Well, I must say...I was a bit skeptical...but all of the symptoms outlined in the above posts were present. I have a Sager 9860 with a Go6800, and about 4 months ago the computer abruptly shut down. When I restarted it, I could see patterned arrays of dots across the screen...and I could not boot into Windows normally. I booted into safe mode, backed-up everything with Acronis, and started hunting for a new video card.

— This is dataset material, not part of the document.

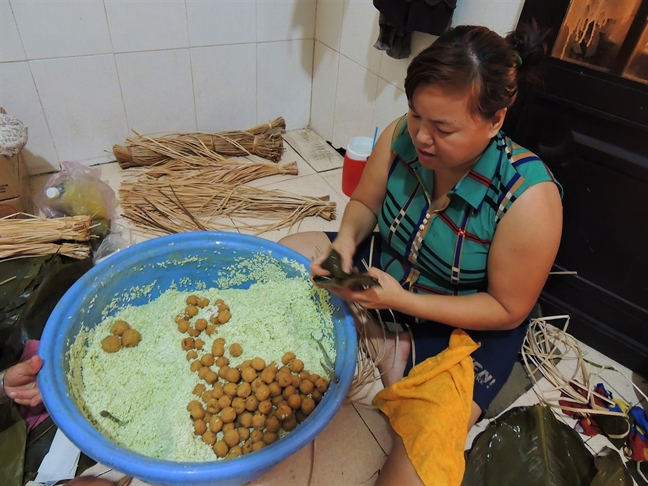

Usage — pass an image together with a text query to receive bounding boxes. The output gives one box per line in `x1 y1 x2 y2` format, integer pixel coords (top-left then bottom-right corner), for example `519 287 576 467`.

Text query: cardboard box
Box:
0 153 34 218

However, I could not justify the price! It didn't take long to figure out that it would make more sense to purchase a new laptop than to shell out for a new card. I kept searching for an answer.

Then, three days ago, I stumbled upon this thread. While pondering removing my video card and throwing it in the oven, I concluded that the computer was just a paperweight at this point, so why not try it? Yes, I researched "reflow" first...and then, tonight, I took the chance.

I didn't wrap mine in foil, as it is already encased in a sort of metal enclosure. I went online, converted the celsius instructions to fahrenheit, crossed my fingers, and did it.

20 minutes ago I reinstalled the card after applying some AS5...and geez, well...it just plain works! Now I feel it is encumbent upon me to inform people on other forums of this ridiculously easy fix to an all too common problem, especially with these Sager units which are notorious for generating excessive amounts of heat.

All I can say is "Thanks so very much"...my $3600.00 computer lives again!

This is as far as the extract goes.